3. Kepemilikan intelektual (Trade-Related Aspects of Intellectual Properties/ TRIPs)

4. Penyelesaian sengketa (Dispute Settlements)

Persetujuan-persetujuan di atas dan annexnya berhubungan antara lain dengan sektor-sektor di bawah ini:

ü Pertanian

ü Sanitary and Phytosanitary/ SPS

ü Badan Pemantau Tekstil (Textiles and Clothing)

ü Standar Produk

ü Tindakan investasi yang terkait dengan perdagangan (TRIMs)

ü Tindakan anti-dumping

ü Penilaian Pabean (Customs Valuation Methods)

ü Pemeriksaan sebelum pengapalan (Preshipment Inspection)

ü Ketentuan asal barang (Rules of Origin)

ü Lisensi Impor (Imports Licencing)

ü Subsidi dan Tindakan Imbalan (Subsidies and Countervailing Measures)

ü Tindakan Pengamanan (safeguards)

Prinsip-prinsip Sistem Perdagangan Multilateral adalah sebagai berikut:

1. MFN (Most-Favoured Nation): Perlakuan yang sama terhadap semua mitra dagang, Dengan berdasarkan prinsip MFN, negara-negara anggota tidak dapat begitu saja mendiskriminasikan mitra-mitra dagangnya.

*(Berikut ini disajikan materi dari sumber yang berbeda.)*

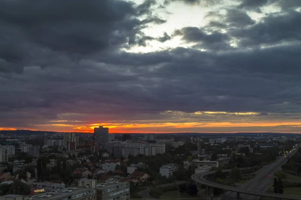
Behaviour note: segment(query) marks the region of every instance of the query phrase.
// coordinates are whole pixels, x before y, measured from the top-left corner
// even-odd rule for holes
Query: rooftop
[[[112,187],[115,187],[118,186],[122,186],[127,184],[128,184],[128,183],[127,182],[119,182],[119,180],[114,180],[113,178],[109,178],[105,182],[101,182],[97,184],[97,189],[107,189]]]
[[[19,194],[7,194],[1,196],[1,198],[17,198],[19,196],[23,196],[23,195],[19,195]]]
[[[42,194],[34,195],[31,197],[33,200],[55,200],[80,194],[81,195],[91,195],[95,194],[95,189],[91,188],[73,188],[74,189],[64,188],[60,190],[57,192],[45,192]],[[91,190],[93,192],[91,192]],[[79,197],[79,196],[78,196]]]

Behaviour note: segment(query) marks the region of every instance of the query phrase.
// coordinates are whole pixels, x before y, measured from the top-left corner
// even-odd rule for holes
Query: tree
[[[234,168],[231,170],[231,177],[234,181],[237,182],[237,180],[241,178],[241,172],[238,168]]]
[[[275,172],[274,174],[275,174],[275,176],[276,176],[276,177],[277,177],[277,178],[280,178],[285,179],[287,176],[286,174],[285,174],[285,172],[284,172],[282,170],[279,170],[278,171],[276,172]]]
[[[89,160],[92,162],[93,162],[95,160],[95,157],[94,156],[89,156]]]
[[[185,192],[187,190],[187,184],[181,184],[179,185],[179,190],[181,193]]]
[[[28,164],[33,162],[33,158],[30,156],[27,156],[24,158],[24,162]]]
[[[279,183],[278,182],[278,180],[277,180],[277,178],[276,177],[274,178],[273,188],[274,188],[274,193],[278,193],[278,190],[279,189]]]
[[[221,170],[218,170],[214,174],[214,180],[215,180],[217,178],[224,178],[225,176],[225,174]]]
[[[190,184],[187,186],[187,188],[186,189],[186,193],[191,195],[191,196],[195,196],[198,194],[198,188],[195,184]]]
[[[281,178],[278,178],[278,193],[283,194],[283,183]]]
[[[215,152],[211,154],[211,160],[215,160],[217,159],[218,159],[218,156],[217,156],[217,154],[215,154]]]
[[[116,166],[115,166],[115,170],[120,170],[121,168],[120,168],[120,166],[119,166],[119,164],[116,164]]]

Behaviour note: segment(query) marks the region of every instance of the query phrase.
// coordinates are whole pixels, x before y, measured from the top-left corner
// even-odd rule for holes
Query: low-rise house
[[[10,180],[12,180],[12,176],[10,173],[4,173],[0,174],[0,181]]]
[[[135,172],[138,168],[147,168],[148,166],[144,162],[139,162],[138,164],[132,164],[130,166],[126,167],[126,172],[129,174],[131,174],[132,172]]]
[[[131,177],[140,180],[145,180],[149,178],[149,175],[143,172],[134,172],[131,174]]]
[[[82,177],[83,178],[87,178],[89,176],[92,175],[92,172],[88,170],[82,173]]]

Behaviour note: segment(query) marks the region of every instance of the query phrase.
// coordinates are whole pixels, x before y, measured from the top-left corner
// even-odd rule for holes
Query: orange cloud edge
[[[234,133],[234,132],[301,132],[301,122],[183,122],[143,124],[93,124],[74,125],[53,124],[36,125],[38,128],[0,127],[0,130],[27,130],[56,132],[92,133],[94,128],[102,126],[109,128],[110,133]]]

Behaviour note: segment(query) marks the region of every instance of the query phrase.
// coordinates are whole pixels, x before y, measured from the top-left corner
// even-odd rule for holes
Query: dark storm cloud
[[[300,12],[271,14],[248,28],[232,30],[231,34],[241,40],[242,46],[297,42],[301,39],[300,20]]]
[[[120,50],[171,39],[141,31],[166,22],[147,12],[154,1],[88,2],[0,2],[0,126],[68,118],[168,121],[158,114],[167,110],[299,119],[300,12],[288,9],[254,24],[228,10],[210,24],[212,31],[176,32],[193,48],[131,53]]]
[[[147,14],[155,2],[147,0],[135,9],[131,3],[115,0],[2,0],[0,70],[21,72],[24,66],[37,58],[32,52],[38,49],[79,58],[138,45],[142,28],[166,22],[153,16],[150,11],[145,20],[136,18]]]

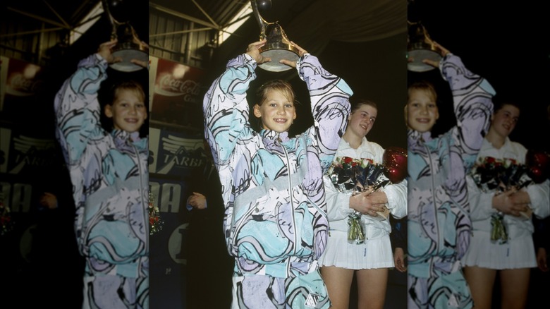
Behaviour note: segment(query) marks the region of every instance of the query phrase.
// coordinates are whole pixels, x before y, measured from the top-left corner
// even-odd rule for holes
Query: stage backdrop
[[[203,146],[204,72],[149,59],[149,181],[161,229],[150,236],[151,308],[186,308],[189,226],[187,198],[194,171],[206,164]]]

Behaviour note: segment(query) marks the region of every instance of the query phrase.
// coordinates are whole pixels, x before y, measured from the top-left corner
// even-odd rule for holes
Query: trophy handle
[[[103,11],[106,14],[113,28],[111,40],[117,39],[118,42],[113,47],[111,54],[122,59],[120,62],[109,64],[109,66],[121,72],[134,72],[143,67],[132,62],[133,59],[149,61],[149,47],[141,42],[130,22],[120,23],[111,14],[106,0],[102,0]]]
[[[422,22],[411,23],[407,20],[408,28],[408,54],[414,61],[408,62],[407,68],[413,72],[426,72],[435,68],[422,62],[423,59],[439,61],[441,59],[441,51],[429,37],[428,31]]]
[[[259,53],[270,58],[271,61],[258,64],[258,66],[271,72],[281,72],[290,70],[291,66],[279,62],[281,59],[298,61],[300,52],[298,48],[291,43],[283,28],[278,22],[268,23],[264,20],[255,0],[250,0],[254,16],[259,25],[259,40],[267,40],[266,44],[260,47]]]
[[[250,5],[252,7],[252,12],[254,13],[254,17],[256,18],[256,21],[259,26],[259,40],[262,40],[266,38],[265,29],[267,27],[269,23],[259,15],[259,11],[258,10],[258,4],[256,3],[256,0],[250,0]]]

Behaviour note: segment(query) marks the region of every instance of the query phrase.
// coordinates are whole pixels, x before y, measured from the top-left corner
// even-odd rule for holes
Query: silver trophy
[[[441,52],[429,37],[426,28],[418,21],[408,23],[408,56],[414,61],[408,62],[407,68],[413,72],[426,72],[435,68],[422,62],[424,59],[439,61]]]
[[[259,11],[256,0],[250,0],[252,11],[256,20],[259,25],[259,40],[267,39],[265,45],[259,49],[259,53],[264,57],[271,58],[271,61],[259,64],[264,70],[271,72],[281,72],[290,70],[291,66],[279,63],[281,59],[295,61],[299,58],[298,49],[291,43],[283,28],[278,22],[268,23],[264,20]]]
[[[113,26],[111,38],[118,42],[112,49],[114,57],[120,57],[122,61],[111,63],[111,68],[122,72],[134,72],[143,68],[142,66],[131,62],[136,59],[147,63],[149,61],[149,47],[142,42],[130,22],[120,23],[113,17],[109,9],[106,0],[102,0],[103,10]]]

Keinginan tarif impor yang diberikan pada produk suatu negara harus diberikan pula kepada produk impor dari mitra dagang negara anggota lainnya.

2. Perlakuan Nasional (National Treatment).Negara anggota diwajibkan untuk memberikan perlakuan sama atas barang-barang impor dan lokal- paling tidak setelah barang impor memasuki pasar domestik.

3. Transparansi (Transparency), negara anggota diwajibkan untuk bersikap terbuka/transparan terhadap berbagai kebijakan perdagangannya sehingga memudahkan para pelaku usaha untuk melakukan kegiatan perdagangan.

PERSETUJUAN BIDANG PERTANIAN

Persetujuan Bidang Pertanian (Agreement on Agriculture/ AoA) yang berlaku sejak tanggal 1 Januari 1995 bertujuan untuk melakukan reformasi kebijakan perdagangan di bidang pertanian dalam rangka menciptakan suatu sistem perdagangan pertanian yang adil dan berorientasi pasar. Program reformasi tersebut berisi komitmen-komitmen spesifik untuk mengurangi subsidi domestik, subsidi ekspor dan meningkatkan akses pasar melalui penciptaan peraturan dan disiplin GATT yang kuat dan efektif. Persetujuan tersebut juga meliputi isu-isu di luar perdagangan seperti ketahanan pangan, perlindungan lingkungan, perlakuan khusus dan berbeda (special and differential treatment – S&D) bagi negara-negara berkembang, termasuk juga perbaikan kesempatan dan persyaratan akses untuk produk-produk pertanian bagi negara-negara tersebut.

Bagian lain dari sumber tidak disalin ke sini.